I need to vent and see in writing how stupid I am being. It would be great if you could give me a really hard virtual shake to sort me out.
I really can't go to too much detail because I'd be immediately recognisable and to be honest I am VERY embarassed at how I am feeling and also my sister lurks on MN.
Have been with DH for 12 years, have one DC, have been through all sorts together including some major life changes. We have always been faithful to each other and feel strongly that we are together because fate brought us together. Sex is fab. He's grouchy and difficult sometimes but not that bad that I would have anything big to complain about. He respects me, thinks I am beautiful and clever, and only told me last week in front of MIL that he would die without me. I am blessed.

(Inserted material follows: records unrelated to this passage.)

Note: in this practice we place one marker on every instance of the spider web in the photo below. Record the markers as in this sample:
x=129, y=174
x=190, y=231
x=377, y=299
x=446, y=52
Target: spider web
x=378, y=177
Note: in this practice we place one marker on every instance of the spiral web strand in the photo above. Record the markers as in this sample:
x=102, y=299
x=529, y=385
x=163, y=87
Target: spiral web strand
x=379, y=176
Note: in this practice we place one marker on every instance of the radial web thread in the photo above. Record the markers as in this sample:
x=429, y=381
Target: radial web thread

BUT something really strange and very surprising happened to me this week. We had a friend visiting for a few days and OMG I basically think that I have fallen in LUST with the guy. I haven't been able to keep my eyes off him and have been having naughty thoughts about him. There is no way that I would cheat on DH at all so there is no way anything would happen. But I am so shocked at myself. Is this some sort of mid life crisis? Is it a physical thing that happens sometimes when we reach a certain age? I'm early 30s. Don't they say that a woman's sexual peak is about now?
Believe me. This is such a bizarre feeling. I keep thinking about this guy. And I don't even want to.
Slap me. Tell me off. Tell me I am being stupid. Please. It is eating me up.